Social robotics is an expansive and interdisciplinary research field focused on developing efficient robotic agents capable of interacting effectively with humans. It tackles the challenges of human-robot interactions in dynamic and complex environments where robots coexist and collaborate with humans. The domain of social robotics presents various hurdles, such as multi-modal perception and action planning.
This thesis delves into essential tasks crucial for creating successful social robots, with a particular emphasis on their acoustic aspects. Specifically, the research explores Sound Source Localization (SSL) in static and active contexts, along with perceptually driven robot navigation. To facilitate this exploration, a versatile and robust acoustic simulation environment is introduced. This platform allows for the virtual recording of signals in reverberant spaces, with features to model different microphone arrays, room layouts, and sound source arrangements.
Leveraging cutting-edge sound rendering libraries, this simulation environment acts as a comprehensive testing ground for training and evaluating novel auditory algorithms. Given that deep learning has revolutionized robotics advancements but demands vast amounts of data, often challenging or costly to collect physically, simulation becomes essential for scalable data generation.
Within this simulated framework, the focus is on auditory perception as a foundational skill, where SSL plays a critical role for social robots. SSL entails identifying the location of active speakers and is rooted in extensive research. The thesis explores this problem from multiple angles and introduces a set of deep learning-based methods to overcome its primary challenges. After addressing the single-source case, an advanced multi-source localization model is proposed, both rigorously evaluated through extensive experiments under diverse conditions.
In real-world social scenarios, robots seldom remain static, introducing new complexities to the localization issue. To tackle this, the SSL approach is extended to dynamic settings, explicitly considering robot motion. A novel method is introduced to aggregate predictions from the static multi-source localizer over time, utilizing robot movement to enhance speaker position estimations. The simulator is expanded to generate complete trajectories in virtual environments, enabling effective training and evaluation of this dynamic localization model.
Transitioning from perception to action, the thesis explores modern Deep Reinforcement Learning (DRL) techniques applied to robot navigation, specifically to improve auditory perception through movement.
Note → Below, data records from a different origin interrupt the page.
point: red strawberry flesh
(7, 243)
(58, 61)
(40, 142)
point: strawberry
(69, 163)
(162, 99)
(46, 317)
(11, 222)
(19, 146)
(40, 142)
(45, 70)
While recent Automatic Speech Recognition (ASR) models excel at transcribing human speech accurately, they may struggle in reverberant environments. To address this issue, a perceptually motivated navigation task is introduced, where a robot learns to position itself to minimize speech recognition errors based solely on audio captured by its microphone array.
This final contribution builds on previous work in acoustic simulation and SSL, integrating perception and action to advance embodied auditory intelligence in robots. The thesis examines how perception and action can be harmoniously combined to enhance social robots’ capabilities effectively.